Zum Vergleich: Wenn er über die Wirkungen des Gebetes auf die Psyche des gläubigen Beters spräche, würde er ja auch nicht von theologischen, sondern von religiösen oder psychischen Wirkungen sprechen (hoffentlich nicht von psychologischen!).

Den gleichen aufgeblähten Sprachunsinn haben wir in der Art, wie heute von neuen Technologien gesprochen wird, wenn neue Techniken gemeint sind. Technologie, das sollte die Theorie der Technik sein; das leuchtet jedem ein, der auch nur minimale Ahnung von der griechischen Sprache hat. Aber das neumodische Gerede von Technologien klingt halt pompöser, als wenn man wie üblich von Techniken spräche. – Ein sauberer Sprachgebrauch fördert psychisch und logisch (aber nicht psychologisch) das saubere Denken.

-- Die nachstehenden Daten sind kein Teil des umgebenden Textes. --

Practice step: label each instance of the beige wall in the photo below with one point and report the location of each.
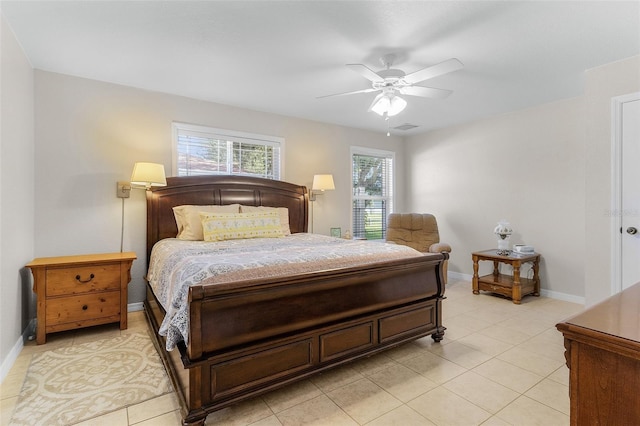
(526, 167)
(89, 134)
(546, 169)
(16, 194)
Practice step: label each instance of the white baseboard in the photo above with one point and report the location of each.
(29, 331)
(562, 296)
(133, 307)
(16, 349)
(457, 276)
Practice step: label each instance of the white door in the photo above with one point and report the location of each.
(630, 193)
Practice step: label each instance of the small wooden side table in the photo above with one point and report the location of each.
(80, 291)
(512, 286)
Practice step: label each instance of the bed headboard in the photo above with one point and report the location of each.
(220, 190)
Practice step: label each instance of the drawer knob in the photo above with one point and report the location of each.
(79, 279)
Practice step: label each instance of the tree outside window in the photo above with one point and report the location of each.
(372, 193)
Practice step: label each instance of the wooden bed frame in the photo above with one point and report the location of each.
(258, 335)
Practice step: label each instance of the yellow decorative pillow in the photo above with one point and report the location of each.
(233, 226)
(189, 222)
(283, 212)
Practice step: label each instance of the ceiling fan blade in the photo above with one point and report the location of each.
(349, 93)
(374, 102)
(426, 92)
(445, 67)
(366, 72)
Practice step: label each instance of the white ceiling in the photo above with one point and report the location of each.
(279, 56)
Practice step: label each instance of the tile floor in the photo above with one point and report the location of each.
(499, 364)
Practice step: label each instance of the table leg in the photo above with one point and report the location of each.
(536, 277)
(475, 276)
(516, 291)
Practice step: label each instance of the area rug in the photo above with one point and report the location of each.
(72, 384)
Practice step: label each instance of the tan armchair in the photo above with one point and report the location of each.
(419, 231)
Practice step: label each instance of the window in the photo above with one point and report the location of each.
(202, 150)
(372, 197)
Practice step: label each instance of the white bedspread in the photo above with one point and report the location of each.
(176, 264)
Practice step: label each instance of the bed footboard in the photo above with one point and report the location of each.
(258, 336)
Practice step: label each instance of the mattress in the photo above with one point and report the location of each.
(175, 265)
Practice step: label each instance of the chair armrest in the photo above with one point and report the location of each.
(439, 248)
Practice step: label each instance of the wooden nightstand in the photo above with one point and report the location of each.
(512, 286)
(80, 291)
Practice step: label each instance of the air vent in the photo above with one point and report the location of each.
(405, 126)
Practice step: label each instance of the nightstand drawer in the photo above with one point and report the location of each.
(85, 307)
(82, 279)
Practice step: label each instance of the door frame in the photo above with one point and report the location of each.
(616, 188)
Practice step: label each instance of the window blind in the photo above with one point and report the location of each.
(372, 196)
(200, 152)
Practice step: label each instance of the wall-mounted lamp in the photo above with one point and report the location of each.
(145, 175)
(320, 184)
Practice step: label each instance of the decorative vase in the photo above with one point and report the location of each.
(503, 231)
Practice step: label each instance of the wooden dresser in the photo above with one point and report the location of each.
(80, 291)
(603, 355)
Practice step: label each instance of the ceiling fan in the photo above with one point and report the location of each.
(391, 82)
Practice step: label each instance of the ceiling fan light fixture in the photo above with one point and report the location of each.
(389, 104)
(382, 105)
(397, 105)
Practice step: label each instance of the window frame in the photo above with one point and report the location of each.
(391, 198)
(225, 134)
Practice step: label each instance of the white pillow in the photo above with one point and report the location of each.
(189, 222)
(234, 226)
(283, 213)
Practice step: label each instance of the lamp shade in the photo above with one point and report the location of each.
(148, 175)
(322, 183)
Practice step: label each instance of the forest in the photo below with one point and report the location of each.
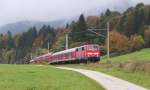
(129, 31)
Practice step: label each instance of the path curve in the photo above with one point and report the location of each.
(107, 81)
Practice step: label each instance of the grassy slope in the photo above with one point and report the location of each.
(137, 77)
(142, 55)
(33, 77)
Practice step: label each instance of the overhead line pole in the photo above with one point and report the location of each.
(107, 42)
(66, 41)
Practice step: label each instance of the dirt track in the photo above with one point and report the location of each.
(107, 81)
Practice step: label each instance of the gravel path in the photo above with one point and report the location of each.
(107, 81)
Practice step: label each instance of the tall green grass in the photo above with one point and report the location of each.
(37, 77)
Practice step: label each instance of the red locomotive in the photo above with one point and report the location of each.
(82, 54)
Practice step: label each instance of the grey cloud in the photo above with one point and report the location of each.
(48, 10)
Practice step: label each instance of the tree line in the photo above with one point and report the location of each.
(129, 31)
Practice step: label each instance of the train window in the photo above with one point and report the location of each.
(93, 47)
(82, 48)
(77, 49)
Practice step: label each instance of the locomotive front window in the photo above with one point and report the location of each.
(82, 48)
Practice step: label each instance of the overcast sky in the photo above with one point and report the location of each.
(49, 10)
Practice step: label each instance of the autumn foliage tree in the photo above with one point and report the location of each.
(136, 42)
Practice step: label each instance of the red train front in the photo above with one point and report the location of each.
(82, 54)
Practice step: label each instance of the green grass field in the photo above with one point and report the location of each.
(142, 55)
(137, 76)
(37, 77)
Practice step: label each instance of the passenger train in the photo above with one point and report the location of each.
(83, 54)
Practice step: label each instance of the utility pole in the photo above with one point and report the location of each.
(66, 41)
(107, 42)
(31, 56)
(48, 46)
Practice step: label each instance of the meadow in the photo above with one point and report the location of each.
(43, 77)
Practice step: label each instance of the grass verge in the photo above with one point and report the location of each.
(137, 77)
(37, 77)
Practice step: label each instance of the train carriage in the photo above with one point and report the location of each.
(82, 54)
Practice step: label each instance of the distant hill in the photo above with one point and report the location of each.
(22, 26)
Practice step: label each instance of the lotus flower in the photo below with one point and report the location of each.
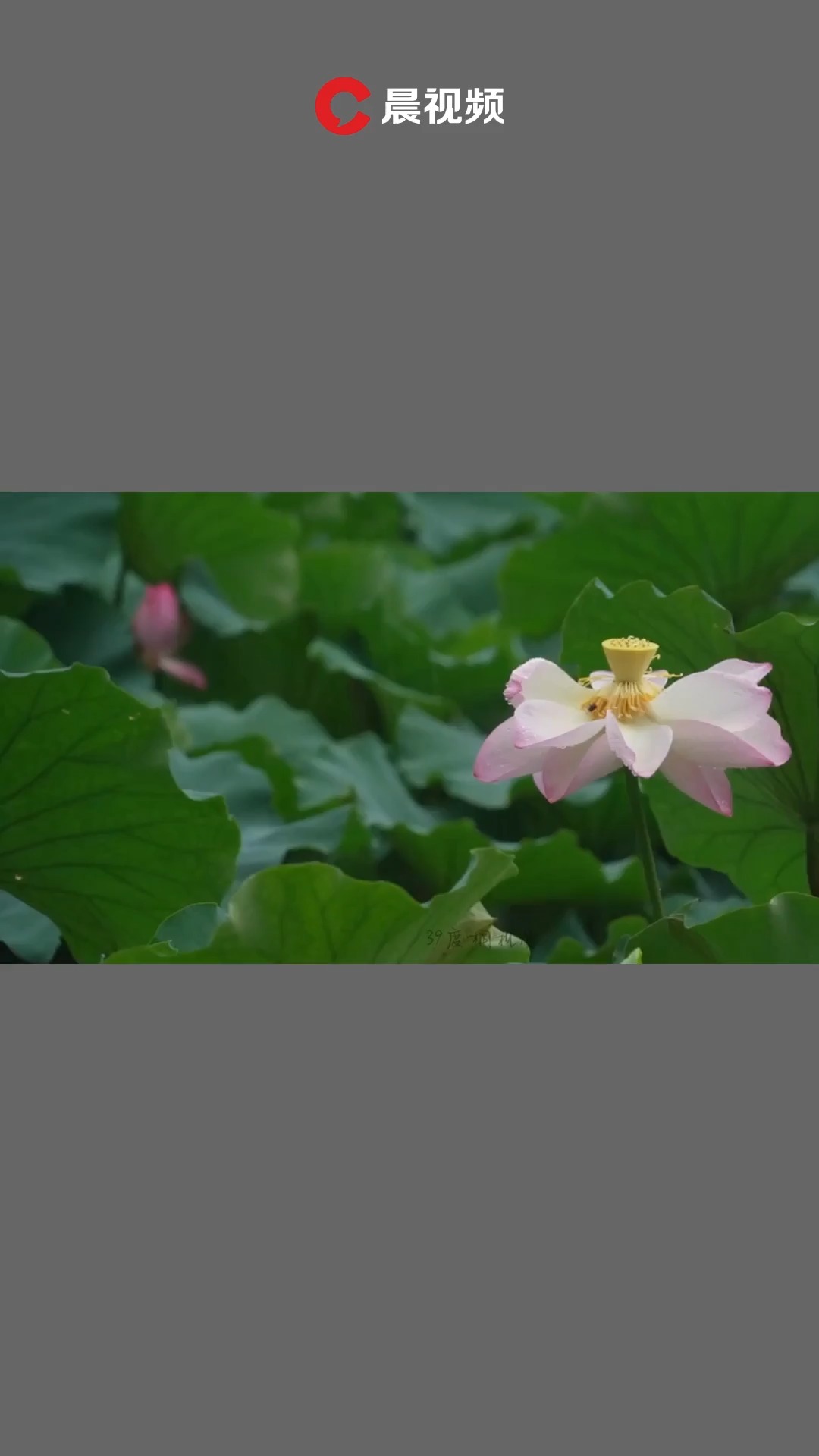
(566, 734)
(161, 628)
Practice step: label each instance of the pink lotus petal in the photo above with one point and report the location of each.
(642, 746)
(708, 786)
(184, 672)
(735, 667)
(499, 759)
(727, 701)
(758, 747)
(551, 726)
(544, 680)
(767, 737)
(566, 770)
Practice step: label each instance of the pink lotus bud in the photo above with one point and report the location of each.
(161, 628)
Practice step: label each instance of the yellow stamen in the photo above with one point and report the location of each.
(630, 657)
(630, 693)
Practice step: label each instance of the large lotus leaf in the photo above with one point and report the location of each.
(736, 546)
(468, 667)
(784, 932)
(28, 934)
(447, 599)
(691, 629)
(444, 520)
(50, 539)
(93, 832)
(316, 915)
(278, 663)
(551, 871)
(267, 839)
(346, 579)
(24, 650)
(325, 769)
(431, 752)
(391, 696)
(246, 546)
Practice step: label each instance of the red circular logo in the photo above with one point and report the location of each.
(325, 112)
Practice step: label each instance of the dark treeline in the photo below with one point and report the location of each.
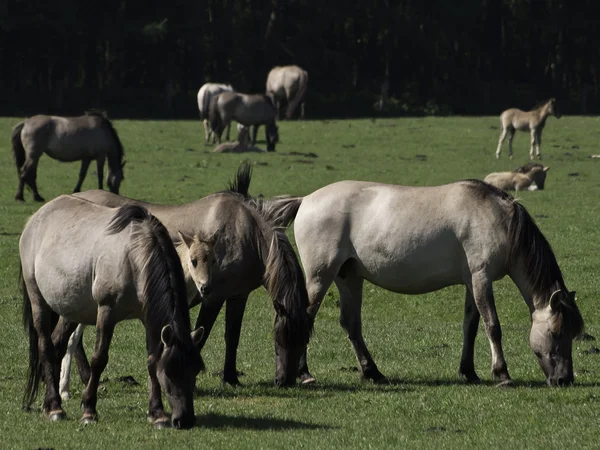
(149, 58)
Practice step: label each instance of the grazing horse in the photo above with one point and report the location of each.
(287, 85)
(251, 252)
(245, 109)
(414, 240)
(197, 257)
(205, 94)
(106, 266)
(533, 121)
(531, 176)
(67, 139)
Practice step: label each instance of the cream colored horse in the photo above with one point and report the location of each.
(414, 240)
(533, 121)
(528, 177)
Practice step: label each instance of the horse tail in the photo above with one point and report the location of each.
(17, 145)
(300, 93)
(33, 372)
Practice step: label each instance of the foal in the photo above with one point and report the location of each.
(533, 121)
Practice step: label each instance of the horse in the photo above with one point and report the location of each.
(197, 257)
(251, 252)
(67, 139)
(239, 146)
(103, 268)
(531, 177)
(287, 85)
(245, 109)
(205, 94)
(533, 121)
(414, 240)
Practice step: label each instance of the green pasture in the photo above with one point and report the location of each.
(416, 340)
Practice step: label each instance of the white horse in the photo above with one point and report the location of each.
(414, 240)
(206, 92)
(287, 85)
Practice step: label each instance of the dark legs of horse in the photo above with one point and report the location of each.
(350, 289)
(470, 326)
(484, 299)
(28, 175)
(104, 332)
(85, 164)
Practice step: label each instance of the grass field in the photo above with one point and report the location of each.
(416, 340)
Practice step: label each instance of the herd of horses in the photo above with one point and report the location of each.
(98, 258)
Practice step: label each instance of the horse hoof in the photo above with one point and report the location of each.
(57, 416)
(506, 384)
(160, 424)
(88, 419)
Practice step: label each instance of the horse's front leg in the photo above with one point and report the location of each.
(85, 164)
(104, 332)
(234, 313)
(470, 326)
(484, 299)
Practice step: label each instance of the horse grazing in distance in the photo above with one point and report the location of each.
(533, 121)
(531, 176)
(106, 266)
(205, 94)
(247, 110)
(287, 85)
(67, 139)
(414, 240)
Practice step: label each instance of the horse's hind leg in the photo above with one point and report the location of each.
(105, 327)
(85, 164)
(470, 326)
(484, 299)
(350, 289)
(234, 313)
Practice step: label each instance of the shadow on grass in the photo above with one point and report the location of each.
(217, 421)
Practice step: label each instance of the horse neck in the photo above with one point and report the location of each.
(161, 282)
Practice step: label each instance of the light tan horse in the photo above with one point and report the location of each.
(197, 256)
(533, 121)
(85, 138)
(287, 85)
(414, 240)
(530, 177)
(83, 263)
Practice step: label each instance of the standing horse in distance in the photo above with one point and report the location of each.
(105, 267)
(533, 121)
(250, 252)
(197, 257)
(67, 139)
(287, 85)
(205, 94)
(531, 177)
(247, 110)
(414, 240)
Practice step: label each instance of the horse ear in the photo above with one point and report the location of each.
(280, 309)
(185, 239)
(197, 336)
(166, 335)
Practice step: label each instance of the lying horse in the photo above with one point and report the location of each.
(414, 240)
(287, 85)
(533, 121)
(247, 110)
(251, 252)
(531, 176)
(197, 257)
(86, 138)
(205, 94)
(105, 267)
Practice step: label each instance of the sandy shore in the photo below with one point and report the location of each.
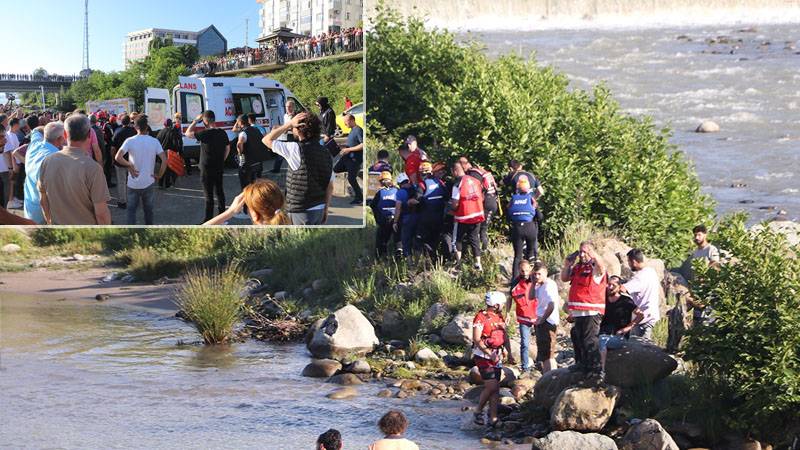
(84, 285)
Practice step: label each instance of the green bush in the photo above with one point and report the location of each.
(211, 300)
(751, 350)
(597, 164)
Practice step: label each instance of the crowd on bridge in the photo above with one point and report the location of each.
(436, 211)
(311, 47)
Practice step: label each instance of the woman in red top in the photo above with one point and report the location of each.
(489, 341)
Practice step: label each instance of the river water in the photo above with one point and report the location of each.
(78, 375)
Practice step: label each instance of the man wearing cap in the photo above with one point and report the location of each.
(406, 216)
(489, 341)
(524, 232)
(383, 207)
(433, 200)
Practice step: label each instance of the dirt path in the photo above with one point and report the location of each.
(85, 285)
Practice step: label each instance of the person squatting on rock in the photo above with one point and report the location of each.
(489, 343)
(586, 304)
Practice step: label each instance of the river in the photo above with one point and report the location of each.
(87, 375)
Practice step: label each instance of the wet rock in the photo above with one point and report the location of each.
(343, 393)
(426, 356)
(459, 330)
(321, 368)
(707, 126)
(648, 435)
(345, 379)
(345, 332)
(584, 409)
(11, 248)
(560, 440)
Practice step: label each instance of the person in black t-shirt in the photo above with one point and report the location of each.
(617, 322)
(214, 149)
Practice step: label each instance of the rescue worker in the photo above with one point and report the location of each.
(489, 341)
(586, 304)
(383, 207)
(523, 295)
(524, 232)
(406, 215)
(432, 205)
(467, 205)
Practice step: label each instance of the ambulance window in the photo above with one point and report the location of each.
(191, 106)
(248, 103)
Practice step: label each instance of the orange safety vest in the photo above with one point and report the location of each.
(470, 203)
(584, 293)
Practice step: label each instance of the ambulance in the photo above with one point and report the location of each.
(228, 97)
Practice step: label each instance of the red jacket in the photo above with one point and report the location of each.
(584, 293)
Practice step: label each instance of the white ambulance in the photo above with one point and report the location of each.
(227, 97)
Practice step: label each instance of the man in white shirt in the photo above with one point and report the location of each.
(142, 151)
(645, 289)
(547, 305)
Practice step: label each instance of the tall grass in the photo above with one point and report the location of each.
(211, 300)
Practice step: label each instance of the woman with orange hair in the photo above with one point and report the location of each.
(264, 201)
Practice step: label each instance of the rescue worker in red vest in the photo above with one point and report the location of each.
(383, 207)
(586, 305)
(490, 206)
(522, 212)
(523, 295)
(432, 204)
(467, 205)
(489, 341)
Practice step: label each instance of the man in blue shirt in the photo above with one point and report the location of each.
(43, 144)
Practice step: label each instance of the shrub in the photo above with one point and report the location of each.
(751, 350)
(211, 300)
(597, 164)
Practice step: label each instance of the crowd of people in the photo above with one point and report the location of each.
(325, 44)
(428, 211)
(60, 168)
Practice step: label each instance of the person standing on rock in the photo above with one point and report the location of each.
(645, 290)
(523, 295)
(489, 340)
(546, 325)
(617, 323)
(586, 304)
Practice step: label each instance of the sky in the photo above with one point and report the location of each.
(49, 33)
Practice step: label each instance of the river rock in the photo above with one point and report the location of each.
(345, 332)
(321, 368)
(707, 126)
(10, 248)
(435, 314)
(345, 379)
(584, 409)
(648, 435)
(562, 440)
(343, 393)
(459, 330)
(426, 356)
(638, 362)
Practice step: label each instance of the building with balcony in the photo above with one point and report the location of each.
(310, 17)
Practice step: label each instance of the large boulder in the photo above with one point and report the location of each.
(562, 440)
(459, 330)
(584, 409)
(345, 332)
(638, 362)
(648, 435)
(321, 368)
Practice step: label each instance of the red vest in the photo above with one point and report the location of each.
(584, 293)
(526, 306)
(470, 203)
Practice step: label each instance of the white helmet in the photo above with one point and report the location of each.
(495, 298)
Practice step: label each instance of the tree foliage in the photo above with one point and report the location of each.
(596, 163)
(751, 350)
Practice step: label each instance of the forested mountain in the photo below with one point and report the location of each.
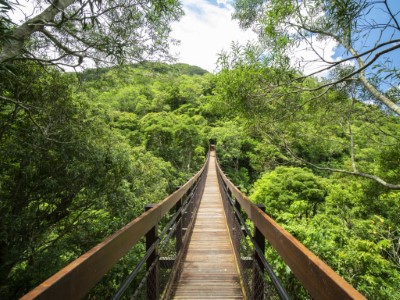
(81, 153)
(87, 151)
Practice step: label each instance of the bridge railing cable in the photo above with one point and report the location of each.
(164, 227)
(250, 228)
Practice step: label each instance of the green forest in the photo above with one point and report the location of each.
(82, 152)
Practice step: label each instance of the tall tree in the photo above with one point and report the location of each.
(64, 32)
(366, 34)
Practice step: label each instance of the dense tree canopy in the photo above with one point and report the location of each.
(81, 154)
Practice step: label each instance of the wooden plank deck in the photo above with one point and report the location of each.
(209, 269)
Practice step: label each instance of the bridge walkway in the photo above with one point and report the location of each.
(209, 268)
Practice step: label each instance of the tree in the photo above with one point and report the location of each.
(366, 34)
(67, 31)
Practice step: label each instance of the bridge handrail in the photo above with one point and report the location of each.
(317, 277)
(76, 279)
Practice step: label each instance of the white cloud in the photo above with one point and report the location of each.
(205, 31)
(313, 58)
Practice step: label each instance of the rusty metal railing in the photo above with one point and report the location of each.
(169, 220)
(250, 227)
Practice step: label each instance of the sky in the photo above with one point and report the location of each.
(205, 30)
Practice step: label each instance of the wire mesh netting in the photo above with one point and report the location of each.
(154, 275)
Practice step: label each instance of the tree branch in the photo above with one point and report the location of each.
(353, 173)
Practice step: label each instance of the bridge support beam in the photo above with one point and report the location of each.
(152, 263)
(258, 266)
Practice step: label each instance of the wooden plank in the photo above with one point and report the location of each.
(316, 276)
(209, 269)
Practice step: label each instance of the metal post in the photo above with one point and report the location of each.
(153, 284)
(258, 267)
(178, 231)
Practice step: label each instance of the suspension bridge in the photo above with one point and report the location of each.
(204, 241)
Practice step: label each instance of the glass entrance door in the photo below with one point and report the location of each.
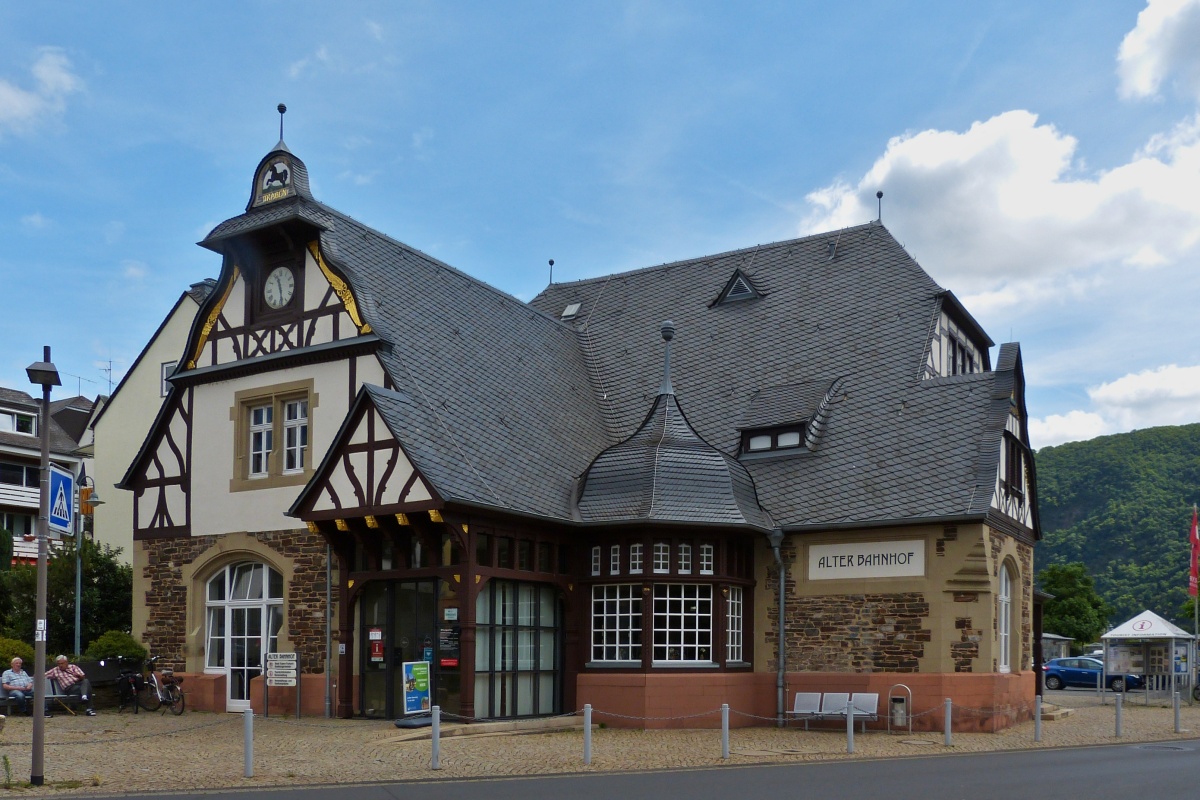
(407, 620)
(245, 613)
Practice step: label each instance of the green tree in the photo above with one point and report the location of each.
(1077, 609)
(107, 594)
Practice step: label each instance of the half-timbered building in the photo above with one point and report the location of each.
(813, 477)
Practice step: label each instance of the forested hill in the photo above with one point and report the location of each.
(1122, 505)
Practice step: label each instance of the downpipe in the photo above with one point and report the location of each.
(777, 540)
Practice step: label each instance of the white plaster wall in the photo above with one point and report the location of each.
(125, 423)
(215, 509)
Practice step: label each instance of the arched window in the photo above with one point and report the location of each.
(244, 615)
(1005, 619)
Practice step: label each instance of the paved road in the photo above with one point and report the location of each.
(1109, 773)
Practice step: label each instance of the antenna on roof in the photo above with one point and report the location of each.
(667, 331)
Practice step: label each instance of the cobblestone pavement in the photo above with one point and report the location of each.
(118, 753)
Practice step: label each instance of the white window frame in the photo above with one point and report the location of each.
(295, 434)
(10, 425)
(683, 624)
(661, 558)
(165, 371)
(1005, 620)
(617, 623)
(635, 558)
(262, 439)
(735, 609)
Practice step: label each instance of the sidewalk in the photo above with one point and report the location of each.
(115, 753)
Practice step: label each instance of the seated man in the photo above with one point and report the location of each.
(18, 684)
(72, 681)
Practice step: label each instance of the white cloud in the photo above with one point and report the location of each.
(34, 222)
(1073, 426)
(23, 109)
(114, 232)
(1163, 43)
(298, 67)
(1167, 395)
(1002, 205)
(133, 270)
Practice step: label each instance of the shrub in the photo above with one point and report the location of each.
(113, 644)
(11, 648)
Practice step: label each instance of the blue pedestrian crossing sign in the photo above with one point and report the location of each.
(61, 500)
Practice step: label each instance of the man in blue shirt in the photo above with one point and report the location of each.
(18, 684)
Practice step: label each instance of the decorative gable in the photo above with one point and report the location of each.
(366, 470)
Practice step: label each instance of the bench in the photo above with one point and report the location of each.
(834, 705)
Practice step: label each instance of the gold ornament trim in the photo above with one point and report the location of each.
(340, 288)
(213, 318)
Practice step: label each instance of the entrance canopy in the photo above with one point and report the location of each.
(1146, 625)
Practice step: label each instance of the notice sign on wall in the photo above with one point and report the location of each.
(845, 560)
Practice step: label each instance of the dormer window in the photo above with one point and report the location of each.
(738, 288)
(18, 422)
(767, 439)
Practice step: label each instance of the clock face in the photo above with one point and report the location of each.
(279, 287)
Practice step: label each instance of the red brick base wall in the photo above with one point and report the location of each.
(981, 702)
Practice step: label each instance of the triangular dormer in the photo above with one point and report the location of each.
(736, 289)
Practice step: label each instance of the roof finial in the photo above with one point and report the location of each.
(667, 330)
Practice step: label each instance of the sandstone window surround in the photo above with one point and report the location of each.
(273, 431)
(1005, 620)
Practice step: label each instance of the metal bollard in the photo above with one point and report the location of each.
(436, 738)
(587, 734)
(949, 721)
(247, 732)
(725, 731)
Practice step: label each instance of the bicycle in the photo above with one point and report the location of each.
(161, 689)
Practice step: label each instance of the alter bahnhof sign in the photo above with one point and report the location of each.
(897, 559)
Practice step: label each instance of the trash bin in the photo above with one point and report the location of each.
(899, 711)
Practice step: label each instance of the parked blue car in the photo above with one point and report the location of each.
(1084, 672)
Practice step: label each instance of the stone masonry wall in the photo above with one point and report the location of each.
(869, 632)
(166, 596)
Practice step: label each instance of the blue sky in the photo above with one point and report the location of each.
(1039, 160)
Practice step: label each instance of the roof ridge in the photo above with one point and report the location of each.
(501, 293)
(709, 257)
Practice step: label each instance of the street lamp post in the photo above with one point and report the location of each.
(46, 376)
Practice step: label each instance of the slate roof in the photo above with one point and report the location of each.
(61, 440)
(499, 409)
(501, 404)
(666, 473)
(894, 449)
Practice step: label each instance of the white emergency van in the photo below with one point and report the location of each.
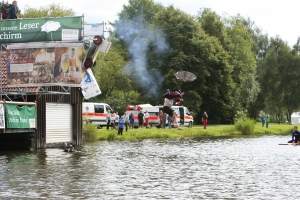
(95, 112)
(184, 117)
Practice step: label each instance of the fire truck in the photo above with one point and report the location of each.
(95, 112)
(152, 110)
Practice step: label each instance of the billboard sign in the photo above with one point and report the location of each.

Sprachpurismus als intellektuelle Selbstbefriedigung

Am 31. Juli 2023 stand in der SZ ein Artikel über einen Herrn Dogan, der sich als Sensivity Reader betätigt und anstößige Wörter in Texten aufspürt.. Diesen Artikel habe ich nicht gelesen, weil ich solche sprachpuristischen Bemühungen für verfehlt halte. Ich begründe meinen Standpunkt:

Heute, am 1. August 2023, war die Schlagzeile der SZ „Lehrlinge verzweifelt gesucht“; dagegen müsste Herr Dogan einwenden, man dürfe nicht von Lehrlingen sprechen, weil damit Mädchen ausgeschlossen würden – was objektiv Quatsch ist. Außerdem, und das ist entscheidend, gäbe es mit der sprachpuristisch korrigierten Schlagzeile „Auszubildende verzweifelt gesucht“ keinen einzigen Lehrling oder Azubi mehr!!! Und es gäbe in der Realität auch nicht mehr Respekt für Lehrlinge. Fazit: Der Sprachpurismus dient nur dem Gefühl des Herrn Dogan, er sei ein besserer Mensch und stehe auf der Seite des Fortschritts; und er dient dazu, auf diejenigen herabblicken zu dürfen, die von Lehrlingen sprechen.

Das kann man auch an den von Herrn Merz so genannten „kleinen Paschas“ sehen; das Problem ist nicht diese Bezeichnung, sondern das Benehmen mancher Jungen aus patriarchalisch gesinnten (Asylanten-)Familien gegen Frauen, etwa gegen Lehrerinnen; statt dass man überlegt, wie man diesen Burschen Respekt vor Frauen beibringt, beschimpft man Merz als Asylantenfeind – das ist einfach lächerlich, es geht an der Sache vorbei, indem das Problem aus der Realität in die Sprache und von den Burschen auf Merz verschoben wird. Damit haben Frau Hayali und die „progressiven“ Kabarettisten wieder eine Sau, die sie durchs Dorf treiben können, das ist alles; den Respekt für Frauen fördern sie so nicht.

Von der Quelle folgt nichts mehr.